Note: This research was done by Krishna Kunal and me during our Summer Internship. Governments that have completed at least 3 years have been considered.
As we are about to enter 2019, a year set to be a significant one in the Indian political landscape, there is a lot of apprehension about how the financial markets will react to it. Usually, in the election time period, the investor focus is less on the corporate earnings and more on the outcome of the political battle.
There are plenty of factors that are in play, with globally there being a possibility of a US-China trade war denting economies around the world despite there being a recent temporary truce in the war. The direction of Brexit can also have its ripple effects in India with a hard Brexit meaning loss of the European market access for the Indian businesses setup in UK (For Eg- Tata JLR). Though the US Fed has forecasted a slower rate hike next year in their monetary tightening, they still increased the US Policy Rate in the most recent meeting. The European Central Bank is set to stop its quantitative easing programme after a long time. The Indian fiscal balances are largely controlled through the Oil prices which have been favourable lately (Brent Crude hovering around $50/barrel) due to the US continuously producing Shale Oil and OPEC having discord among their own camps. The coming months in the run-up to the elections are likely to see some populist measures with a lot of talk going about the farm loan waivers that can hurt the banks’ balance sheets and affect their ability to lend. On the other hand Govt. is planning another recapitalization of banks with the intent to enable lending by PSU banks and also stimulate growth in the coming quarters.
There has been a lot of volatility in the markets lately and investors might be looking at some option trading strategies that count on high volatility.

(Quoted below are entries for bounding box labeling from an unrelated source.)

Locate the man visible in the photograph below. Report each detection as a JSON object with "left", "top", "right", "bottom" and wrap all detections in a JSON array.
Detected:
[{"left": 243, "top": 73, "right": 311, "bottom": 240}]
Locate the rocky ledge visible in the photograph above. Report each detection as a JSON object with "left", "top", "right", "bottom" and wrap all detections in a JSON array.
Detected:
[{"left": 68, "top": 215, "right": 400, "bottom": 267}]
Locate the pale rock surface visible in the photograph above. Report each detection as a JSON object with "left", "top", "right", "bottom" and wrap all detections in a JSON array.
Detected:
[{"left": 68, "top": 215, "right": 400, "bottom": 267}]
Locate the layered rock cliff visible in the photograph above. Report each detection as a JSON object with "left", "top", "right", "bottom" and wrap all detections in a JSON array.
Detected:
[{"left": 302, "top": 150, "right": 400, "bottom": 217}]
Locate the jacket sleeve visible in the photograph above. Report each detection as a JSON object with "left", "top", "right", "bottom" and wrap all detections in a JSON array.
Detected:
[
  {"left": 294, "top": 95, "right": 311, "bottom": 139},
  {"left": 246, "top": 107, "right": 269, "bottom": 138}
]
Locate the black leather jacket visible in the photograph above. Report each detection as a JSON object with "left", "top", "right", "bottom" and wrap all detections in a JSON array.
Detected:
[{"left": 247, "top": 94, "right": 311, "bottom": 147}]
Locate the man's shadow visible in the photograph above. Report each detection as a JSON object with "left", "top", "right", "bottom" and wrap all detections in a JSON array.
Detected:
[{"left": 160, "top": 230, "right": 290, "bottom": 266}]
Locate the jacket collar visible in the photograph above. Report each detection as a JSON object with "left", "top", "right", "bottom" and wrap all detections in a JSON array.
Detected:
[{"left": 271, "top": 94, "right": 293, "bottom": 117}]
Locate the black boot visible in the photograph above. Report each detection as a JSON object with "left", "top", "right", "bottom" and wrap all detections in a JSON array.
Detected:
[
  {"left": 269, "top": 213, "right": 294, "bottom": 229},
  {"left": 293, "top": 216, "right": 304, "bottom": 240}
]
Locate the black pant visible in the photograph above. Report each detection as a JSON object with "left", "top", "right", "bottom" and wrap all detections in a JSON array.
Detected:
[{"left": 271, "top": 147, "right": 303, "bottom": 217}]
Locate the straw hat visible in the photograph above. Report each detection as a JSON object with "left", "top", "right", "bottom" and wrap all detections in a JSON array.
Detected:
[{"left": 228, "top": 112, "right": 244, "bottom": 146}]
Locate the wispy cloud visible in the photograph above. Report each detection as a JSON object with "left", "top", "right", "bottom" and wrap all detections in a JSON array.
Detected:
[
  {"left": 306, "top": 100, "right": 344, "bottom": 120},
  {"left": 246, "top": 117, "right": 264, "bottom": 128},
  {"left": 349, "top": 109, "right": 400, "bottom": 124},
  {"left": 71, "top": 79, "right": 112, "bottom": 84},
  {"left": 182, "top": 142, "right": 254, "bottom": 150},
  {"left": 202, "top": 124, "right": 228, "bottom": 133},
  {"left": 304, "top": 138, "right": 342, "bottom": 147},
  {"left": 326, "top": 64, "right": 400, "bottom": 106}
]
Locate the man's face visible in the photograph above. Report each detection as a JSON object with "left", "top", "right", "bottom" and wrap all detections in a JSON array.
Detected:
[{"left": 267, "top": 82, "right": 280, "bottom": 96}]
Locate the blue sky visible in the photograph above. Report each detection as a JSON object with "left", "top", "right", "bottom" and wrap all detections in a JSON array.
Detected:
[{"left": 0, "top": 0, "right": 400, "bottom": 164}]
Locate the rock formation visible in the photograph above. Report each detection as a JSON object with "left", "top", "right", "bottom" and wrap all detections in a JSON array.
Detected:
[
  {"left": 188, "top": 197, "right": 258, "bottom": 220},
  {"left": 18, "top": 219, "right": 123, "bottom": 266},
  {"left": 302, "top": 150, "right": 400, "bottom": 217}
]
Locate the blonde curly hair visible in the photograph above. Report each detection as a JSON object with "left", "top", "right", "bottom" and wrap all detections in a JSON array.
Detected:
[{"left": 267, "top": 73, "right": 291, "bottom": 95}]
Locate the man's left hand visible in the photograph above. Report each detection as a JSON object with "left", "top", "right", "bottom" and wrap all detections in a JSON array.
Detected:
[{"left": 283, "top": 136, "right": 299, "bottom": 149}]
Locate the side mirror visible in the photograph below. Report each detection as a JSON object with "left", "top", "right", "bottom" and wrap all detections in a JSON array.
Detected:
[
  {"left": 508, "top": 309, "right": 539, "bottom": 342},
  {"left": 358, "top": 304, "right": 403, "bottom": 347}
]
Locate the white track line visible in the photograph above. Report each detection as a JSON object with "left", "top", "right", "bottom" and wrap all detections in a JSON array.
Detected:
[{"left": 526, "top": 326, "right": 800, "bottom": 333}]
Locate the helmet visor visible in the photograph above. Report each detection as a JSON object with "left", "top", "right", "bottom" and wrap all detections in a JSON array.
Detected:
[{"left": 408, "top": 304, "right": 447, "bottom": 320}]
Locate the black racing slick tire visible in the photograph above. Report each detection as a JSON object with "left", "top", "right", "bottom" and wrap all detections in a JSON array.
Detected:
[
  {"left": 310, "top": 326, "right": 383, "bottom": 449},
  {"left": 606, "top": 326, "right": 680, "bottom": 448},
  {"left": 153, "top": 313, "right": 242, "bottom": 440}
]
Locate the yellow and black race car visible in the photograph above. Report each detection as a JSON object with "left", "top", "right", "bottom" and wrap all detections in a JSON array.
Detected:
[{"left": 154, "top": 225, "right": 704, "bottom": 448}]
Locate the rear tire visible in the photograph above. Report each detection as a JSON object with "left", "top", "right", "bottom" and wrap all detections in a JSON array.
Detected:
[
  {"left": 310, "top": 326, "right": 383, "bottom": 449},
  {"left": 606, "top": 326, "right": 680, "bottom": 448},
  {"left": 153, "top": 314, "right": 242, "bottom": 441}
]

If history is anything to go by it is likely that this year will be a positive one for the Indian Financial Markets. According to the General elections from the past 38 years, there have been all but one occasions where the markets failed to give positive returns in the year following the elections. Both the Indira Gandhi led govt. in 1980 (1-year return of 20%) and the Rajiv Gandhi led govt. in 1984 (1-year return of 77%) gave decent 1-year returns. The PV Narasimha Rao govt. in 1991 led the liberalization process and opened up the Indian markets for global investors helping market gain staggering returns (1-year return of 126%). The Vajpayee govt. in 1999 was built amongst a lot of turmoil on the domestic (Kargil conflict) as well as a global front (9/11 Attack in the US) and hence the market reacted in a negative way. The two Manmohan Singh terms also yielded handsome positive 1-year returns of 27% and 18% respectively. The Narendra Modi govt. came to power with a huge majority in 2014 delivering a 1-year return of 11.4%. The Market doesn’t like uncertainty so historically after the results it reacts in a positive way instilling confidence in the investors.
So all in all, the past data suggests that there’s always been an uptick in the market sentiment post the General Elections results, no matter the party that comes to power.